Durch diese unberechenbaren Begleiter soll eine Gruppendynamik ins Spiel kommen, die bei vier selbst erstellten und entsprechend persönlichkeitsbefreiten Charakteren ansonsten nicht möglich wäre. »Lässt du den Kerl einfach weiterklauen, weil er dir im Kampf wirklich hilft?«, fragt Chris Keenan. »Oder erschießt du ihn?« Kontrollieren dürfen wir die NPCs übrigens nur eingeschränkt, laut Brian Fargo eine bewusste Entscheidung, denn je nach Persönlichkeit sollen sie »absichtlich« Munition verschwenden oder planlos in Kämpfe stolpern, um uns vor die Wahl zu stellen, ob wir lieber einen aufrichtig witzigen Kumpel haben oder einen tatsächlich nützlichen.

Für Leseratten

Von Belang sind die Begleiter auch in den Dialogen, denn sie bilden einen von insgesamt rund 30 Faktoren, die inExile benutzt, um die Reaktionen der Gesprächspartner für unsere spezielle Gruppe zu individualisieren. »Wir überprüfen das Charisma der Party, wie das Verhältnis zwischen Frauen und Männern ist, ob du einen bestimmten NPC dabei hast oder in welche Skills du investierst«, so Chris Keenan. Je nachdem, welche Faktoren inwiefern erfüllt sind, sollen uns die Bewohner des Ödlandes dann freundlicher, offener oder auch vorsichtiger begegnen; eine spannende Idee, von der allerdings abzuwarten bleibt, ob sie auch tatsächliche Auswirkungen hat - oder lediglich an einigen Stellen ein paar belanglose Nuancen ändert.

Stattfinden werden die Dialoge in Textform mit einer klassischen Stichwort-Mechanik, wir wählen also aus einer Liste von vorgegebenen Themen das gewünschte aus.

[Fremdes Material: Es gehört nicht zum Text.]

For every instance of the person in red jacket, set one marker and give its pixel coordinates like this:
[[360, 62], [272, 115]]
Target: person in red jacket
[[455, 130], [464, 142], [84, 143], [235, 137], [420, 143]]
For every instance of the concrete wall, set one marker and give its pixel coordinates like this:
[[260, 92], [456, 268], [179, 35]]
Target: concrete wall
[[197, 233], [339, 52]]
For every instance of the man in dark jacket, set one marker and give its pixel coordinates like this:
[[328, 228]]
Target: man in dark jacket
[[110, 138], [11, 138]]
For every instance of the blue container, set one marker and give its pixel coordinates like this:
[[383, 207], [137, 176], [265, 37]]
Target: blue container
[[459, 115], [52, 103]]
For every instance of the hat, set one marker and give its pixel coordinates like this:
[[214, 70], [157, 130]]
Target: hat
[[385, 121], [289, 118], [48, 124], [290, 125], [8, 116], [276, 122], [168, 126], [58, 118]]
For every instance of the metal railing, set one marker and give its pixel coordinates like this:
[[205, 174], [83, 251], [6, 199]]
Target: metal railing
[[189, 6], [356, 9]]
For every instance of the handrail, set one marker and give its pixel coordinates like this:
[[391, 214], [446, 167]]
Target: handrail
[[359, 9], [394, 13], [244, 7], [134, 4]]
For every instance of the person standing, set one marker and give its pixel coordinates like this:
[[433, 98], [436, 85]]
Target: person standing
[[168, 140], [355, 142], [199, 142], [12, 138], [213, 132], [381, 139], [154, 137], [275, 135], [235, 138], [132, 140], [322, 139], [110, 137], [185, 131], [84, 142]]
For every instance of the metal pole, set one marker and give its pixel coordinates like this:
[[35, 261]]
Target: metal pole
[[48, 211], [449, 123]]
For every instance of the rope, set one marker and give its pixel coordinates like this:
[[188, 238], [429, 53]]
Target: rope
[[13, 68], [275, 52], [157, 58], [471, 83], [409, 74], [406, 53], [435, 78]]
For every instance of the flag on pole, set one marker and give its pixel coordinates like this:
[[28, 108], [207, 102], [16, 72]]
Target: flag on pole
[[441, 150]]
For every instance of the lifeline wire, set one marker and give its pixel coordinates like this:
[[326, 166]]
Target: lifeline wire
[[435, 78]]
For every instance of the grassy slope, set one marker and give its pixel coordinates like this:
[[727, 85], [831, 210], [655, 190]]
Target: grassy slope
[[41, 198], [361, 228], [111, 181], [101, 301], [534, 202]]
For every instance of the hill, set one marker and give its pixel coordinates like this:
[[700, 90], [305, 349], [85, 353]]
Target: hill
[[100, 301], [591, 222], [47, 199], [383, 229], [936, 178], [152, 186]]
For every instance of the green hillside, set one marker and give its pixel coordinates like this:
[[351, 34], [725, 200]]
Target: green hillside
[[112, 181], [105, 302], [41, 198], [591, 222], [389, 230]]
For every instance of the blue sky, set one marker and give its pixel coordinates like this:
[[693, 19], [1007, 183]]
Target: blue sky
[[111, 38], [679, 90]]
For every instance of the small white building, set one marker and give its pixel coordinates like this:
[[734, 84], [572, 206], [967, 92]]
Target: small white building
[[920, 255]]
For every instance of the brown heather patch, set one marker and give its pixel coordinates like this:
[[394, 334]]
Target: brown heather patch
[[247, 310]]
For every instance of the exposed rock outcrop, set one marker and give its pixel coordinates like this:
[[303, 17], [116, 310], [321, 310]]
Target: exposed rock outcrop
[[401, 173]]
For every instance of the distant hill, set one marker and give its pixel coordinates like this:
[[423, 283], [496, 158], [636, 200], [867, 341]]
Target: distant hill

Eine Vollvertonung, so Brian Fargo, wäre mit dem Budget schlicht nicht machbar gewesen, und gewollt hätte man sie ohnehin nicht. Ähnlich wie Torment soll auch Wasteland 2 ein textlastiges Spiel bleiben und den Autoren Spielraum für kreative Ideen lassen, die technisch sonst nicht umsetzbar wären. Eine deutsche Übersetzung ist übrigens in Arbeit, auch eine klassische Retail-Version ist inzwischen geplant, der deutsche Publisher Koch Media wird den internationalen Vertrieb übernehmen.

Es handelt sich um ein reines Distributionsabkommen, einen Einfluss auf das Spiel selbst soll Koch nicht haben, und das ist Brian Fargo wichtig. Mit dem üblichen Publisher-Modell nämlich scheint er fertig: »Wenn wir weltweit 200.000 oder 300.000 Stück verkaufen, dann geht's uns prächtig und wir können noch jahrelang Rollenspiele machen.« Über solche Zahlen können EA, Activision und Co. freilich nur die Nase rümpfen, »das verkaufen die an einem Tag von Call of Duty, wenn sie einfach im Büro rumsitzen«. Ein bisschen schade ist das schon. Aber so lange abseits davon auch Spiele wie Wasteland 2 entstehen, dann sollen sie halt.